La réintégration, une façon de redevenir français
Population et Sociétés
n° 619, Février 2024
https://doi.org/10.3917/popsoc.619.0001
Université de Versailles – Saint-Quentin-en-Yvelines (Cesdip), Ined, Institut Convergences Migrations (ICM)
Ined, Laboratoire de recherche historique Rhône-Alpes (Larhra), Institut Convergences Migrations (ICM)
Ined, École d’économie de Paris (PSE)
Université Côte d’Azur, LADIE
Chaque année, autour de 100 000 personnes acquièrent la nationalité française, le plus souvent en lien avec leur situation familiale (mariage, naissance et enfance en France, parents d’enfants français…). Ces acquisitions de nationalité tiennent aussi aux mutations historiques et géopolitiques. Ainsi depuis le début des années 1960, plus de 200 000 personnes sont redevenues françaises après avoir perdu cette nationalité, en particulier lors de l’accès à l’indépendance de territoires colonisés. Cette procédure discrète et méconnue permet d’éclairer certains des « troubles dans la nationalité » de l’ère postcoloniale.
réintégration, nationalité, naturalisation, citoyenneté, droit au séjour, empire colonial, acquisition, Français
Table of contents
- Appendix A Références
1.
Alors que les modalités d’acquisition de la nationalité française font à nouveau débat, un retour sur leur pluralité s’avère riche d’enseignements. Comment devient-on français ou parfois le redevient-on ? Après avoir décrit les différentes façons de devenir français, les auteurs se penchent sur la procédure de réintégration, qui a concerné plusieurs milliers de personnes par an des années 1980 aux années 2010. L’analyse dans la durée de cette procédure discrète et méconnue permet de mieux comprendre les enjeux des pertes et des acquisitions de nationalité dans un contexte postcolonial.

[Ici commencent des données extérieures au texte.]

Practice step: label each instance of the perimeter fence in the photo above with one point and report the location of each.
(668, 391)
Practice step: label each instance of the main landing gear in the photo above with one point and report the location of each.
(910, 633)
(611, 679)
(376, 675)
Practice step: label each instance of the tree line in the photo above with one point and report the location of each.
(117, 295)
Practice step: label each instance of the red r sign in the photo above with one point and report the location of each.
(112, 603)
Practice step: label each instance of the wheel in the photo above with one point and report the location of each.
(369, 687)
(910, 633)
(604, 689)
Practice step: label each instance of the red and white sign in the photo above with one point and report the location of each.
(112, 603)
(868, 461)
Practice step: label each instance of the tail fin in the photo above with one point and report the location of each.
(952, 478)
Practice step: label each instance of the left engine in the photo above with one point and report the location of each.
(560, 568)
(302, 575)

La majorité des Français·es le sont depuis leur naissance, la plupart « héritant » de la nationalité française de l’un de leurs parents (c’est le cas d’environ 650 000 nouveau-nés en 20221), un nombre plus réduit par le « double droit du sol » (ils sont nés en France de parents étrangers dont l’un au moins est né en France). Par ailleurs, tous les ans, autour de 100 000 personnes deviennent françaises par d’autres canaux (figure 1). Il existe en effet plusieurs modalités d’acquisition de la nationalité française en fonction de la situation des personnes, selon, par exemple, que l’on soit né·e en France de parents étrangers, que l’on ait épousé un·e conjoint·e français·e, que l’on soit immigré·e en France depuis plusieurs années.
1.1. Comment devient-on français ?
Lien juridique entre un État et un individu, la nationalité est un effet du droit façonné par les décisions politiques et traduit dans des pratiques administratives [1]. Pour celles et ceux qui sont né·es étranger·es, le droit français distingue trois modes d’acquisition de la nationalité : la déclaration, le décret et l’automaticité.

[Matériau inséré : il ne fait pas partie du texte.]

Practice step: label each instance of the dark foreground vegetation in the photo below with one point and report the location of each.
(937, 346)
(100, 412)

Le premier, la déclaration, concerne principalement les conjoint·es de Français·es, après au moins quatre ans de mariage, et les enfants nés en France de parents étrangers qui peuvent demander la nationalité française avant leur majorité2. Depuis 2015, d’autres procédures déclaratives, d’ampleur modeste, ont fait leur apparition au profit des parents ainsi que des frères et sœurs de Français·es. En 2021, 62 % des déclarations concernent les mineur·es de 13-17 ans et 33 % les conjoint·es de Français·es.
La seconde voie d’accès à la nationalité, le décret, fait suite à une requête à l’administration qui prend une décision discrétionnaire. Cette demande peut concerner une « naturalisation3 » ou une « réintégration dans la nationalité française ». Cette dernière catégorie correspond aux personnes ayant déjà possédé, puis perdu, la nationalité française en raison de circonstances personnelles, familiales ou géopolitiques4. Au moment de l’obtention de la nationalité française, quel qu’en soit le mode, les enfants mineurs célibataires des postulant·es deviennent également français par « effet collectif ».
Enfin, un troisième mode d’acquisition concerne uniquement les enfants nés en France de parents étrangers : celles et ceux qui n’ont pas fait de déclaration anticipée avant leur majorité deviennent automatiquement français·es à ce moment-là par l’effet de leur naissance et de leur résidence en France5. Ce dernier mode d’acquisition ne nécessitant pas de formalité est difficilement approché par la statistique publique, qui l’estime à quelques milliers par an (ces chiffres n’apparaissent pas dans la figure 1).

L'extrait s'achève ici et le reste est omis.